> But, if you have no national culture which you find important (enough to defend), then another nation will take advantage of that fact.
Modern militaries don't defend cultures - fighting for "American ideals" or because "they hate our freedoms" is just propaganda. Militaries defend assets, territories and wage war for national interests, and their ability to do so is entirely orthogonal to their nation's sense of culture, or lack thereof.
I don't think it's orthogonal though. You can argue which are the true goals of modern war, and I may find myself in agreement with you, but you can't convince people to support a war "for assets"; not unless you convince them those assets mean something to them, their culture, their religion, their patriotism, their way of life, something. So symbolism and the sense of the "group" (culture) remains very important.

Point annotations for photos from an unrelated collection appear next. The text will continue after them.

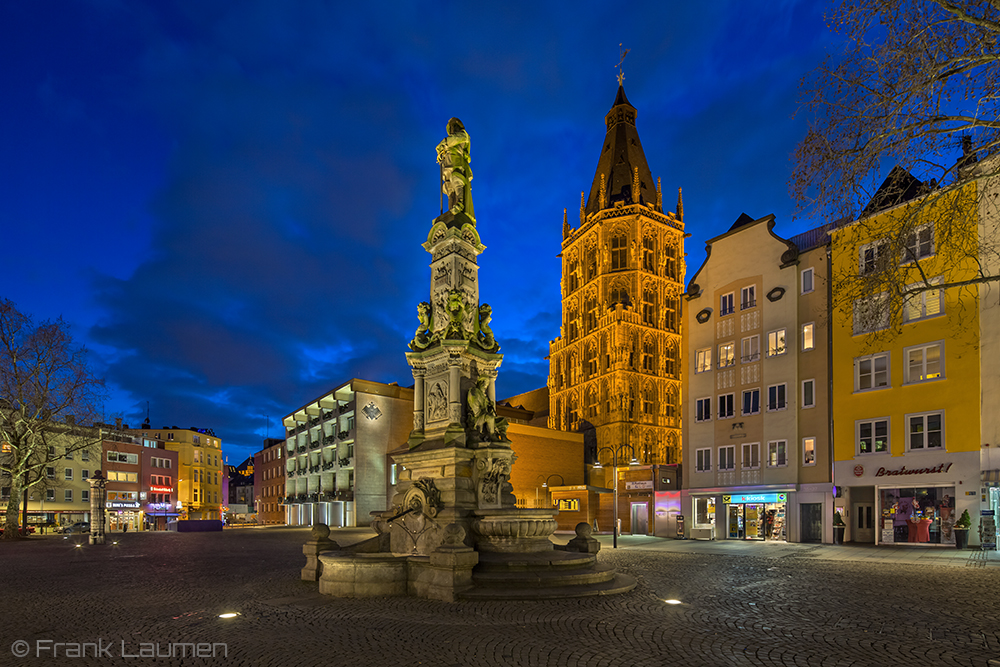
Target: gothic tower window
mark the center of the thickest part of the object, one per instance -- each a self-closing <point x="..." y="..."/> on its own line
<point x="649" y="253"/>
<point x="619" y="251"/>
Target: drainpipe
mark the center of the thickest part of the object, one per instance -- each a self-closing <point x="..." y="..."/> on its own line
<point x="829" y="361"/>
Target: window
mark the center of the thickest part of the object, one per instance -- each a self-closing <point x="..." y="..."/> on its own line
<point x="923" y="304"/>
<point x="727" y="354"/>
<point x="809" y="393"/>
<point x="776" y="454"/>
<point x="872" y="257"/>
<point x="703" y="410"/>
<point x="776" y="343"/>
<point x="619" y="252"/>
<point x="725" y="406"/>
<point x="919" y="243"/>
<point x="923" y="363"/>
<point x="873" y="436"/>
<point x="871" y="372"/>
<point x="776" y="397"/>
<point x="871" y="313"/>
<point x="807" y="280"/>
<point x="808" y="339"/>
<point x="809" y="451"/>
<point x="727" y="457"/>
<point x="750" y="349"/>
<point x="925" y="431"/>
<point x="703" y="360"/>
<point x="751" y="401"/>
<point x="726" y="306"/>
<point x="703" y="460"/>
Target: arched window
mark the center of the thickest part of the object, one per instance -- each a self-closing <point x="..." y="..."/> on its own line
<point x="619" y="251"/>
<point x="649" y="253"/>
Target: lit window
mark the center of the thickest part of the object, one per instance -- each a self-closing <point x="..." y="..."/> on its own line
<point x="923" y="362"/>
<point x="808" y="340"/>
<point x="871" y="372"/>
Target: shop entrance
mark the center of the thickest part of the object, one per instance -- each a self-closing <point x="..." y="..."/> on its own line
<point x="864" y="525"/>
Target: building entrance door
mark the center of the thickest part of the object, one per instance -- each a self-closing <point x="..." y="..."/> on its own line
<point x="864" y="523"/>
<point x="640" y="518"/>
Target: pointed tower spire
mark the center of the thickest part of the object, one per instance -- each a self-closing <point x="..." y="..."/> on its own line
<point x="622" y="160"/>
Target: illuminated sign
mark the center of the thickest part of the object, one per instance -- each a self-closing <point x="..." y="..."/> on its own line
<point x="756" y="498"/>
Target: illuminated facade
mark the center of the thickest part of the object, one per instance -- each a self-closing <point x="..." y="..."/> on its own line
<point x="616" y="367"/>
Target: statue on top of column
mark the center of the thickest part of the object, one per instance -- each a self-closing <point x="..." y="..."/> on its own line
<point x="456" y="174"/>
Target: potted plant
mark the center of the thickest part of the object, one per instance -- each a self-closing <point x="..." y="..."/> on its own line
<point x="962" y="530"/>
<point x="838" y="528"/>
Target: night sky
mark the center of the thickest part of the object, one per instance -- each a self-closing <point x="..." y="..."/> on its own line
<point x="226" y="200"/>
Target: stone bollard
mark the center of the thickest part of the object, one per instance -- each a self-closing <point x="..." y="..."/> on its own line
<point x="584" y="541"/>
<point x="319" y="543"/>
<point x="450" y="570"/>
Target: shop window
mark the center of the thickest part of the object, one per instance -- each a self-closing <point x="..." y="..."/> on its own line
<point x="871" y="372"/>
<point x="727" y="354"/>
<point x="703" y="460"/>
<point x="776" y="342"/>
<point x="925" y="431"/>
<point x="807" y="280"/>
<point x="727" y="457"/>
<point x="703" y="410"/>
<point x="809" y="393"/>
<point x="808" y="337"/>
<point x="776" y="454"/>
<point x="704" y="511"/>
<point x="703" y="360"/>
<point x="924" y="362"/>
<point x="809" y="451"/>
<point x="925" y="304"/>
<point x="873" y="436"/>
<point x="726" y="304"/>
<point x="776" y="397"/>
<point x="726" y="406"/>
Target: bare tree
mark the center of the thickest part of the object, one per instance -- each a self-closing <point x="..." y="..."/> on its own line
<point x="916" y="90"/>
<point x="46" y="388"/>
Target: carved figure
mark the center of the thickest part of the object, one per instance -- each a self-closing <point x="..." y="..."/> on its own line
<point x="481" y="417"/>
<point x="455" y="307"/>
<point x="423" y="337"/>
<point x="486" y="339"/>
<point x="456" y="174"/>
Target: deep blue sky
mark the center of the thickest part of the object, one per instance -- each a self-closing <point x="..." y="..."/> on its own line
<point x="226" y="201"/>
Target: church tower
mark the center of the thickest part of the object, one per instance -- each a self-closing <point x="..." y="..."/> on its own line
<point x="616" y="367"/>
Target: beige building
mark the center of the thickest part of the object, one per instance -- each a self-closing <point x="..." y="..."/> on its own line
<point x="756" y="426"/>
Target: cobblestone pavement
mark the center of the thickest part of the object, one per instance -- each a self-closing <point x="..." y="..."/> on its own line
<point x="159" y="590"/>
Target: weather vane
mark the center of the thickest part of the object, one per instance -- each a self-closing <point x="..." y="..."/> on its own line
<point x="621" y="70"/>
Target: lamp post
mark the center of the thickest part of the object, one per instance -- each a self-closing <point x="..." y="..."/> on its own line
<point x="614" y="463"/>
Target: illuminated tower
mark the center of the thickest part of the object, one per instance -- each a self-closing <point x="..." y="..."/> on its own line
<point x="617" y="364"/>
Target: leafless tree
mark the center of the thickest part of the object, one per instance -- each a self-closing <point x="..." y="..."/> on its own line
<point x="915" y="90"/>
<point x="46" y="389"/>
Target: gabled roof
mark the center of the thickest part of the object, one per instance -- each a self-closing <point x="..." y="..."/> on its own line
<point x="621" y="155"/>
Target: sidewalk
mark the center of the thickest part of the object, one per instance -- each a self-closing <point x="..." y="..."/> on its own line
<point x="855" y="553"/>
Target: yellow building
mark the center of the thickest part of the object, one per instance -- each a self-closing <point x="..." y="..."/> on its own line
<point x="200" y="477"/>
<point x="907" y="377"/>
<point x="616" y="366"/>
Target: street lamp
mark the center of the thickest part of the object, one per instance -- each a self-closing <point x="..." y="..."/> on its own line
<point x="614" y="463"/>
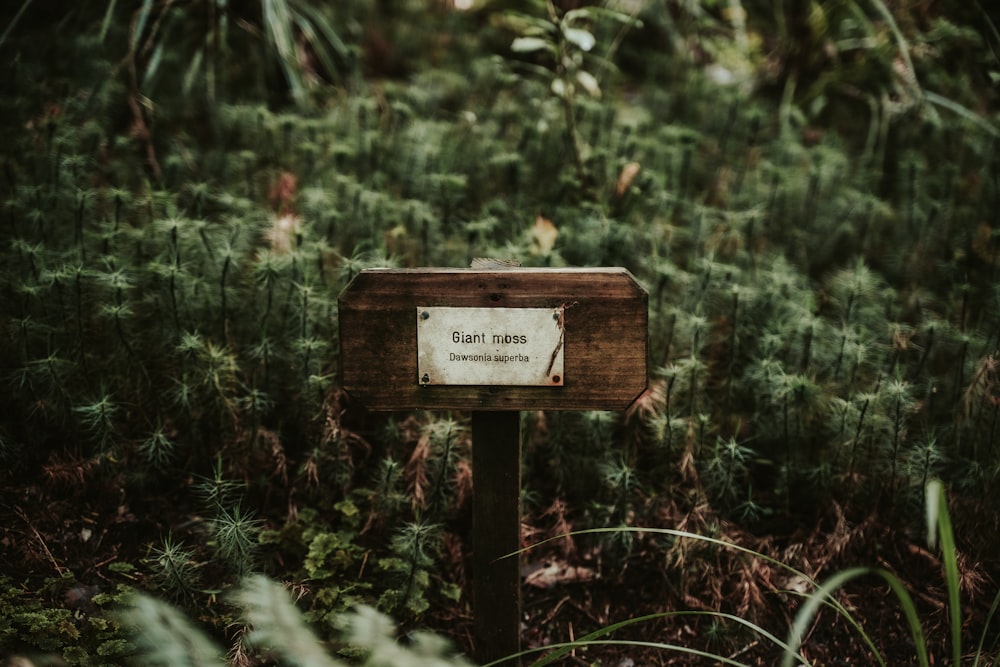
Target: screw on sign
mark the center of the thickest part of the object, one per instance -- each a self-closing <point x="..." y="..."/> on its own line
<point x="494" y="340"/>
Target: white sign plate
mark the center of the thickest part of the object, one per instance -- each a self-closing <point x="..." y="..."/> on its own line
<point x="490" y="346"/>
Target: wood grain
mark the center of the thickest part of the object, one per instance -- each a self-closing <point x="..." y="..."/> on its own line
<point x="606" y="320"/>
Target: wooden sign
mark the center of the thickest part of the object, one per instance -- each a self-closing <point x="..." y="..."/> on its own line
<point x="490" y="346"/>
<point x="507" y="339"/>
<point x="494" y="341"/>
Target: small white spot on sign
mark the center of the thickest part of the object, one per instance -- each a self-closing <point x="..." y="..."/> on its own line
<point x="490" y="346"/>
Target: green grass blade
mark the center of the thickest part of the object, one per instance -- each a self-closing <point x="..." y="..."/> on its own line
<point x="986" y="629"/>
<point x="807" y="613"/>
<point x="106" y="23"/>
<point x="833" y="602"/>
<point x="939" y="519"/>
<point x="593" y="637"/>
<point x="718" y="659"/>
<point x="962" y="111"/>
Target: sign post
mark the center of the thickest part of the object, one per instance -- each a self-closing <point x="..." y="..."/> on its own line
<point x="494" y="342"/>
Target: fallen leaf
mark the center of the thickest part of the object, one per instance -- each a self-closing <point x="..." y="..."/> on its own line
<point x="626" y="176"/>
<point x="554" y="572"/>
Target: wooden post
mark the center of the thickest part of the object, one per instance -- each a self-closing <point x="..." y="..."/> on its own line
<point x="496" y="532"/>
<point x="495" y="342"/>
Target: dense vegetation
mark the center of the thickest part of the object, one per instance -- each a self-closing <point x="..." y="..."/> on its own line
<point x="808" y="191"/>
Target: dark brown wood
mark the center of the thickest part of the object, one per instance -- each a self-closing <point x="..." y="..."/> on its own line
<point x="605" y="336"/>
<point x="496" y="533"/>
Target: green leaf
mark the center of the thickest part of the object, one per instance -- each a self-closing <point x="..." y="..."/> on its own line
<point x="589" y="83"/>
<point x="529" y="44"/>
<point x="583" y="39"/>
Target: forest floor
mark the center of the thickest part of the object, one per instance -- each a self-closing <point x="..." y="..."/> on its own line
<point x="63" y="532"/>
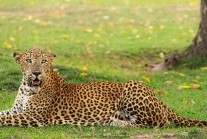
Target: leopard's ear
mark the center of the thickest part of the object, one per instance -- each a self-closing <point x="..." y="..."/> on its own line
<point x="17" y="56"/>
<point x="52" y="56"/>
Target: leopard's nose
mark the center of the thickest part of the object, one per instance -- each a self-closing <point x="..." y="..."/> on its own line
<point x="36" y="73"/>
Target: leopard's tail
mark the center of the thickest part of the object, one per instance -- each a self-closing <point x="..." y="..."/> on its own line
<point x="181" y="121"/>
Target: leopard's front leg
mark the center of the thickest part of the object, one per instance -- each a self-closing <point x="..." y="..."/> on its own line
<point x="21" y="119"/>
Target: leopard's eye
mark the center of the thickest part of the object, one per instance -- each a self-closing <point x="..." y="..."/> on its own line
<point x="44" y="61"/>
<point x="29" y="60"/>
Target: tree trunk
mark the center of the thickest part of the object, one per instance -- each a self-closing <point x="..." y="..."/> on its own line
<point x="198" y="47"/>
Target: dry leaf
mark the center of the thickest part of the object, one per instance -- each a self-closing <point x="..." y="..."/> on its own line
<point x="84" y="74"/>
<point x="195" y="86"/>
<point x="161" y="92"/>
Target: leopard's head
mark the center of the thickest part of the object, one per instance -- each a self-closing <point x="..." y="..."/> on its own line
<point x="35" y="66"/>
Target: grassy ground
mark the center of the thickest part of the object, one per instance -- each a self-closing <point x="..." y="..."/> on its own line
<point x="104" y="40"/>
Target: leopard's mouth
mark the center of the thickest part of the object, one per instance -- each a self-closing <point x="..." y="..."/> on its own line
<point x="36" y="82"/>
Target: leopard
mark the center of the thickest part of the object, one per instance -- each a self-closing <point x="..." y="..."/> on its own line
<point x="44" y="98"/>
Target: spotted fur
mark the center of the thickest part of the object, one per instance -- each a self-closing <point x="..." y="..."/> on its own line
<point x="44" y="98"/>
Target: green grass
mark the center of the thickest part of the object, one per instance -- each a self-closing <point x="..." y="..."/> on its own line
<point x="108" y="41"/>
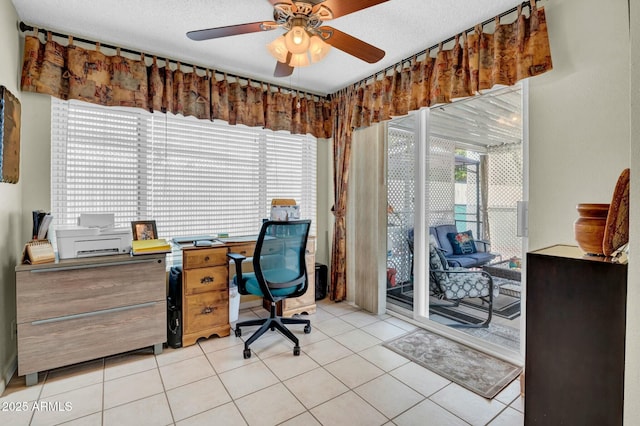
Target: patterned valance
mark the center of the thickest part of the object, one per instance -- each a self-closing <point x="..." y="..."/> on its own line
<point x="72" y="72"/>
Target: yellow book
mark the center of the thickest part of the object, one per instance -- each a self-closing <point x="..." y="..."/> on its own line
<point x="38" y="251"/>
<point x="159" y="245"/>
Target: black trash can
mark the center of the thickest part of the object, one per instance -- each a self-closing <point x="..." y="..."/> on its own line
<point x="321" y="281"/>
<point x="174" y="308"/>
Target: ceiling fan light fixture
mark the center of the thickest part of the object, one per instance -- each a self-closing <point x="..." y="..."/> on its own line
<point x="297" y="40"/>
<point x="278" y="49"/>
<point x="318" y="48"/>
<point x="299" y="60"/>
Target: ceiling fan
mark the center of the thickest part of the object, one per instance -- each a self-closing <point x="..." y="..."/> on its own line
<point x="306" y="36"/>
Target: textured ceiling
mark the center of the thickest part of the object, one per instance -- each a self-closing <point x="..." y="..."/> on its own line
<point x="399" y="27"/>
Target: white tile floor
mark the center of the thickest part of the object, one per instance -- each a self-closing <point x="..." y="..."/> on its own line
<point x="344" y="376"/>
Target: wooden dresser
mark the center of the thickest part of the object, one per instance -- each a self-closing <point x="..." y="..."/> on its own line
<point x="576" y="319"/>
<point x="205" y="293"/>
<point x="76" y="310"/>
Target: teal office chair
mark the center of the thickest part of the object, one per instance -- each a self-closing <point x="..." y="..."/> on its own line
<point x="279" y="272"/>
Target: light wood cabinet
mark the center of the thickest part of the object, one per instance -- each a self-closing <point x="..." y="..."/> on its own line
<point x="76" y="310"/>
<point x="205" y="293"/>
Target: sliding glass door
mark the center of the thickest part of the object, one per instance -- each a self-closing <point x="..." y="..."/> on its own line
<point x="460" y="165"/>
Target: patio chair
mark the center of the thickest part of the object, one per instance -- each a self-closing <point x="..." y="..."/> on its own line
<point x="479" y="253"/>
<point x="453" y="284"/>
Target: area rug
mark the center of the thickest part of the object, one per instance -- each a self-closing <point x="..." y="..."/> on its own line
<point x="472" y="369"/>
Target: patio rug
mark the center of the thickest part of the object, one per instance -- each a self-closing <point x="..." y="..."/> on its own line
<point x="472" y="369"/>
<point x="504" y="306"/>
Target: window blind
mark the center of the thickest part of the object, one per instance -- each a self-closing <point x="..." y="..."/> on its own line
<point x="193" y="177"/>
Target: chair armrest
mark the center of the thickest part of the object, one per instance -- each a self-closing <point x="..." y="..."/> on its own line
<point x="238" y="259"/>
<point x="483" y="246"/>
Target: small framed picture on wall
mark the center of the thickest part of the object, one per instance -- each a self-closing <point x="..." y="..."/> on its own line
<point x="144" y="230"/>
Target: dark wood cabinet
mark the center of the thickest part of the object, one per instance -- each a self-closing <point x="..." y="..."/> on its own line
<point x="576" y="314"/>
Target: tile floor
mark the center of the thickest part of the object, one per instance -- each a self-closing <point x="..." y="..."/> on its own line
<point x="344" y="376"/>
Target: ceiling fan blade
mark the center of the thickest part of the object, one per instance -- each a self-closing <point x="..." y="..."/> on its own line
<point x="340" y="7"/>
<point x="283" y="69"/>
<point x="351" y="45"/>
<point x="230" y="30"/>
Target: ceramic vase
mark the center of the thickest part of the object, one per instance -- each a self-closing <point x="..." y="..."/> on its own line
<point x="589" y="227"/>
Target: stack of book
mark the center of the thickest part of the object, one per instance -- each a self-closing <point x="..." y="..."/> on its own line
<point x="159" y="245"/>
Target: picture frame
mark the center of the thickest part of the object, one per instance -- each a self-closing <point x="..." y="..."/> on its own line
<point x="144" y="230"/>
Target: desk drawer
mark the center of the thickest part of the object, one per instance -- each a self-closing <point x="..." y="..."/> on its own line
<point x="243" y="249"/>
<point x="55" y="292"/>
<point x="205" y="279"/>
<point x="206" y="310"/>
<point x="202" y="258"/>
<point x="43" y="345"/>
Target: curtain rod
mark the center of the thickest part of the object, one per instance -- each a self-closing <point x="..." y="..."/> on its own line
<point x="24" y="28"/>
<point x="524" y="4"/>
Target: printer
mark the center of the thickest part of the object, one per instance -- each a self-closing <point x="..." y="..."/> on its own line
<point x="95" y="235"/>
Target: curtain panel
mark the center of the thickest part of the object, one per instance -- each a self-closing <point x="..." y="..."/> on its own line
<point x="476" y="62"/>
<point x="72" y="72"/>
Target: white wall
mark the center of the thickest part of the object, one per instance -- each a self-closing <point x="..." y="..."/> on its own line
<point x="10" y="199"/>
<point x="632" y="374"/>
<point x="579" y="116"/>
<point x="581" y="137"/>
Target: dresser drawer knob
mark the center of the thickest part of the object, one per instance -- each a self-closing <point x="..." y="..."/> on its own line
<point x="206" y="280"/>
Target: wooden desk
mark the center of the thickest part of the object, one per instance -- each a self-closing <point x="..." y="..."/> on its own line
<point x="76" y="310"/>
<point x="205" y="288"/>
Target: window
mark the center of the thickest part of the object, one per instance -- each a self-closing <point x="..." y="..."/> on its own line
<point x="193" y="177"/>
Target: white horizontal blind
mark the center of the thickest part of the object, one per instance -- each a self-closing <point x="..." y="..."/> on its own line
<point x="193" y="177"/>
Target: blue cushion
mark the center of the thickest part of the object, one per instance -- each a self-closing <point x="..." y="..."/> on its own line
<point x="462" y="242"/>
<point x="441" y="232"/>
<point x="273" y="275"/>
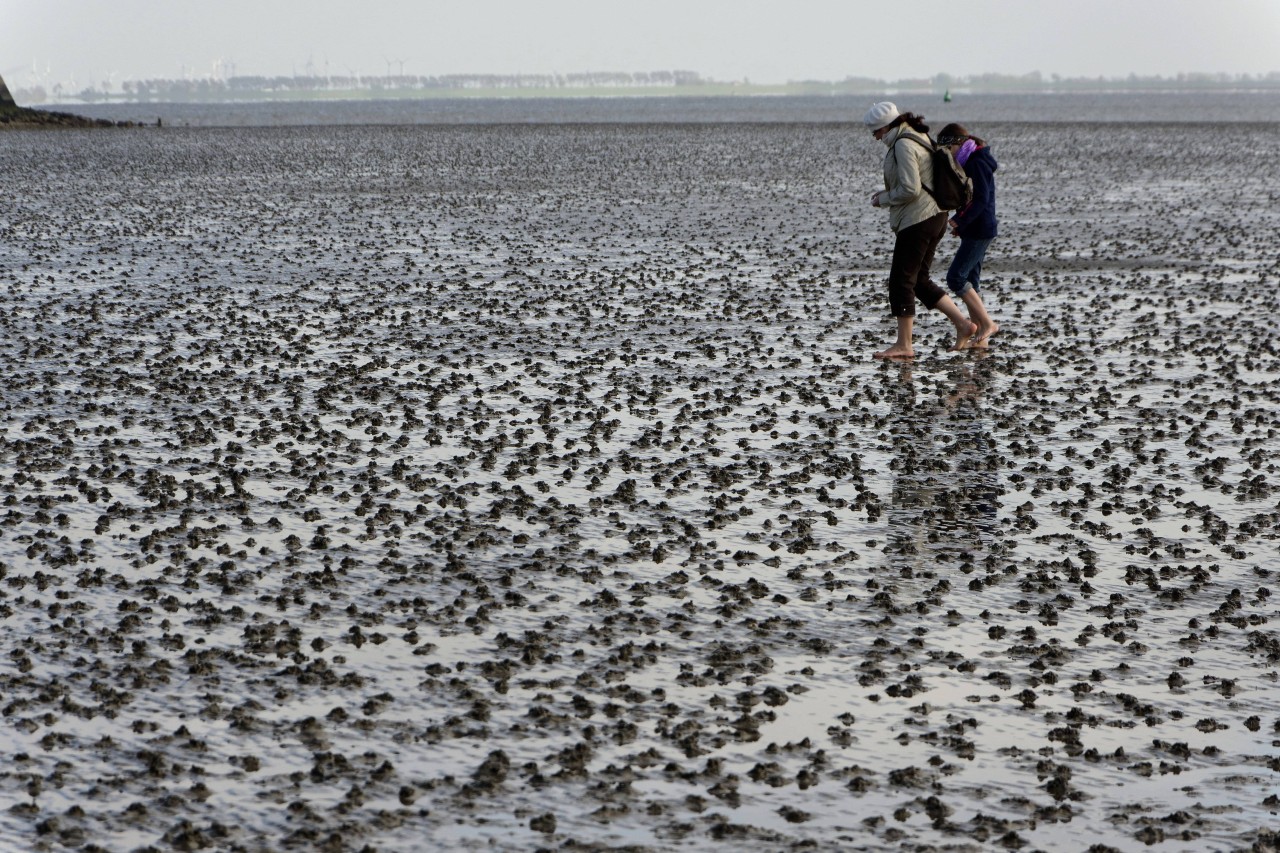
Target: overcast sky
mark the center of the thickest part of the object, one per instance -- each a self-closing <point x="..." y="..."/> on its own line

What "not wanting a goddamned military invasion" isn't enough of a motivation for defensive military? There is no need to go that abstract for actual defense as opposed to the old Orwellian euphemism in the Department of Defense.
Perhaps, but how many purely defensive militaries do you know of? If a single soldier steps outside the country's borders to do anything but prevent a demonstrable imminent invasion of their country (so peacekeeping, preemptive strikes, fighting terrorism don't count) then it's not a defensive military.
>fighting for "American ideals" or because "they hate our freedoms" is just propaganda
Close... It's a narrative. And without a compelling narrative, no one is going to sweat and toil to make your spreadsheet tracker of assets look pretty.
Those are only the classical tried-and-true narratives. There are always many narratives, and if one of the old ones happens to fail, new ones will rise to take their place.
Modern militaries don't defend cultures - fighting for "American ideals" or because "they hate our freedoms" is just propaganda. Militaries defend assets, territories and wage war for national interests, and their ability to do so is entirely orthogonal to their nation's sense of culture, or lack thereof.